From: Olga Kornievskaia <aglo@xxxxxxxxxxxxxx>
This patch adds client-side support to allow for callbacks other than
AUTH_SYS.
Signed-off-by: Olga Kornievskaia <aglo@xxxxxxxxxxxxxx>
Signed-off-by: J. Bruce Fields <bfields@xxxxxxxxxxxxxx>
Signed-off-by: Trond Myklebust <Trond.Myklebust@xxxxxxxxxx>
---
fs/nfs/callback.c | 36 +++++++++++++++++++++++++++++++-----
net/sunrpc/auth_gss/svcauth_gss.c | 1 +
2 files changed, 32 insertions(+), 5 deletions(-)
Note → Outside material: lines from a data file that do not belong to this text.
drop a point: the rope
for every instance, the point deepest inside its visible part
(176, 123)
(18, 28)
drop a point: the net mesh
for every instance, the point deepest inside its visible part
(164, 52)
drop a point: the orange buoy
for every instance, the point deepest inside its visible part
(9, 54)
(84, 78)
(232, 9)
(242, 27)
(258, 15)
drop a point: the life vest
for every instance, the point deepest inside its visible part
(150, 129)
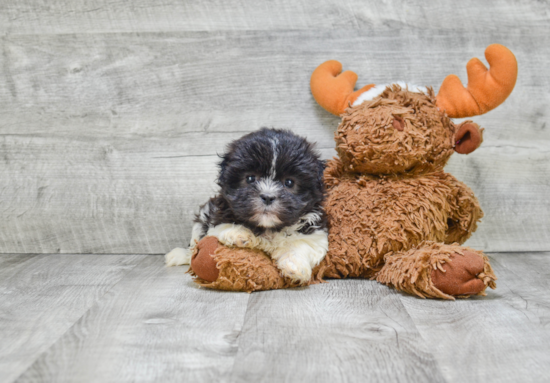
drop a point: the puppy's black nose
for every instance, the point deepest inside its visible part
(268, 199)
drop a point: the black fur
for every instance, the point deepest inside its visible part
(240, 202)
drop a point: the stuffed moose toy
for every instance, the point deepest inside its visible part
(394, 215)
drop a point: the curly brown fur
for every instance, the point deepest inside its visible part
(367, 141)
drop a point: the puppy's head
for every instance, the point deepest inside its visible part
(271, 178)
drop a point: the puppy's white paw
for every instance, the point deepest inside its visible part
(178, 257)
(295, 268)
(237, 236)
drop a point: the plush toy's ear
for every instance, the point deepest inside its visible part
(468, 138)
(332, 89)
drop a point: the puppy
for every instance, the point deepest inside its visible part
(271, 199)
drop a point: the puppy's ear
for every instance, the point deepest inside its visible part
(223, 167)
(322, 164)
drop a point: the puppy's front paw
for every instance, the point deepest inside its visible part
(238, 236)
(295, 268)
(178, 257)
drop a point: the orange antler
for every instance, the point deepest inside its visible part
(486, 89)
(332, 89)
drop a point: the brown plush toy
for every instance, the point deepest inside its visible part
(394, 214)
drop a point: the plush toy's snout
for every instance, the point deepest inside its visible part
(468, 138)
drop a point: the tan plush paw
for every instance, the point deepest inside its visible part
(178, 257)
(462, 276)
(295, 268)
(203, 263)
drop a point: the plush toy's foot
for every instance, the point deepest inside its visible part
(463, 275)
(437, 270)
(235, 269)
(203, 263)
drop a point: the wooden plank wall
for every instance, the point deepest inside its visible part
(111, 114)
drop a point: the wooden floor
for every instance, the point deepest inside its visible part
(118, 318)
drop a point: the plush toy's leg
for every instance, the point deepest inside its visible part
(235, 269)
(465, 211)
(436, 270)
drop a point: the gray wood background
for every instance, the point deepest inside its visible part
(127, 318)
(111, 113)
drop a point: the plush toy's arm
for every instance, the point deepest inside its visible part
(465, 211)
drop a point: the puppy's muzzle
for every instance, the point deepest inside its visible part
(267, 198)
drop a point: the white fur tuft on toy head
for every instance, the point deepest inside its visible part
(377, 90)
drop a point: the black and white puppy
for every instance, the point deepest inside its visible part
(271, 199)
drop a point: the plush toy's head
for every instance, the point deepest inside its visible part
(403, 129)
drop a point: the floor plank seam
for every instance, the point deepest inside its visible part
(77, 320)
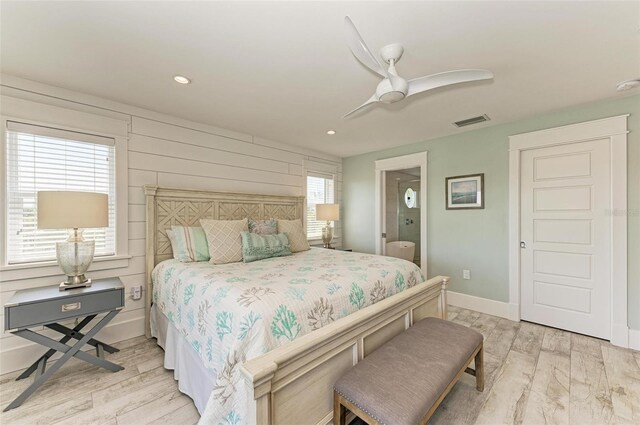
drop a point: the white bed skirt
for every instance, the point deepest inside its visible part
(193, 378)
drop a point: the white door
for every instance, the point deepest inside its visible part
(565, 226)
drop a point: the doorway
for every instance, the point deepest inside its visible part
(401, 206)
(567, 246)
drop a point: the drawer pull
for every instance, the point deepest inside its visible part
(71, 306)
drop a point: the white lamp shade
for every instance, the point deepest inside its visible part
(71, 210)
(327, 212)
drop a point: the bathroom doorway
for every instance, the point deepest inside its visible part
(401, 208)
(403, 214)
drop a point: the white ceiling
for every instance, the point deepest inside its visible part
(283, 70)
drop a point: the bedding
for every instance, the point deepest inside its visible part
(234, 312)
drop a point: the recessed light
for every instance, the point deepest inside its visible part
(628, 85)
(181, 79)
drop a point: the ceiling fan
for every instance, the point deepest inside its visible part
(394, 88)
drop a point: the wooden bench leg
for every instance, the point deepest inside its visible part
(339, 411)
(479, 363)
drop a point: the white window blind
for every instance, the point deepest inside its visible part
(43, 158)
(320, 190)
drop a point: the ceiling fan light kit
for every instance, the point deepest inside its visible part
(394, 88)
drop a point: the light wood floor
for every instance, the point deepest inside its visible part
(534, 375)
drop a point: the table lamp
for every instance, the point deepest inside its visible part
(328, 212)
(75, 211)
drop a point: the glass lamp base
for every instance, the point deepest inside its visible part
(70, 284)
(74, 258)
(327, 236)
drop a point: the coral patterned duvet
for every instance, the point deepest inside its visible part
(234, 312)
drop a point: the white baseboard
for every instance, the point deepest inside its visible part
(484, 305)
(22, 356)
(634, 339)
(620, 335)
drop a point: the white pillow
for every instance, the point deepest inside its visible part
(295, 233)
(223, 238)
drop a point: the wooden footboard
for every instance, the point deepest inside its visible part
(293, 384)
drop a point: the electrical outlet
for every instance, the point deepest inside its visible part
(136, 292)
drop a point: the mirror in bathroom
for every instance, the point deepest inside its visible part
(411, 198)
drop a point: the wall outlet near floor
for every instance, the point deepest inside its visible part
(136, 292)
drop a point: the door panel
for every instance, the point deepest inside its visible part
(565, 222)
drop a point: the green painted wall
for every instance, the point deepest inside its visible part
(478, 239)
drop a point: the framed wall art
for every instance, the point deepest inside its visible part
(465, 192)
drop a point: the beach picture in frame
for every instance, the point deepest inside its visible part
(465, 192)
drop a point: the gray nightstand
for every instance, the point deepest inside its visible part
(47, 306)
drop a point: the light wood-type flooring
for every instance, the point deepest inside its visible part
(534, 375)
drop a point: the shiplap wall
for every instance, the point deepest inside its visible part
(170, 152)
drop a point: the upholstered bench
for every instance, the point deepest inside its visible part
(404, 381)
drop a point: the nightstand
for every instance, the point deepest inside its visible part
(46, 307)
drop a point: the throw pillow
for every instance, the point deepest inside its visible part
(258, 247)
(188, 244)
(223, 237)
(263, 227)
(294, 231)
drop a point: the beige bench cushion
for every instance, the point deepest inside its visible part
(400, 381)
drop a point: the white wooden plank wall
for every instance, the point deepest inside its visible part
(169, 152)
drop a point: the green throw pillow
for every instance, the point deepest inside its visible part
(258, 247)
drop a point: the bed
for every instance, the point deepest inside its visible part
(263, 342)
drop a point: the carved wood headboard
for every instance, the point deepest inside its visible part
(185, 207)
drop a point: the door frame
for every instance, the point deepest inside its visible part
(394, 164)
(614, 129)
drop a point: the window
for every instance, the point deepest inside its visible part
(43, 158)
(320, 190)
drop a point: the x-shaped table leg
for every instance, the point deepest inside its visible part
(69, 351)
(40, 364)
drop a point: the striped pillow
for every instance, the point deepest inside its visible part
(189, 244)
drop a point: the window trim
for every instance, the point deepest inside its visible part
(50, 268)
(322, 174)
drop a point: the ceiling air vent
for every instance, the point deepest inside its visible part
(471, 121)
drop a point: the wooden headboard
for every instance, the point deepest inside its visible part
(185, 207)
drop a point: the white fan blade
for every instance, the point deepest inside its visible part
(361, 51)
(418, 85)
(372, 99)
diff --git a/fs/nfs/callback.c b/fs/nfs/callback.c
index c2e9cfd..3e634f2 100644
--- a/fs/nfs/callback.c
+++ b/fs/nfs/callback.c
@@ -16,6 +16,7 @@
#include <linux/mutex.h>
#include <linux/freezer.h>
#include <linux/kthread.h>
+#include <linux/sunrpc/svcauth_gss.h>
#include <net/inet_sock.h>
@@ -182,10 +183,34 @@ void nfs_callback_down(void)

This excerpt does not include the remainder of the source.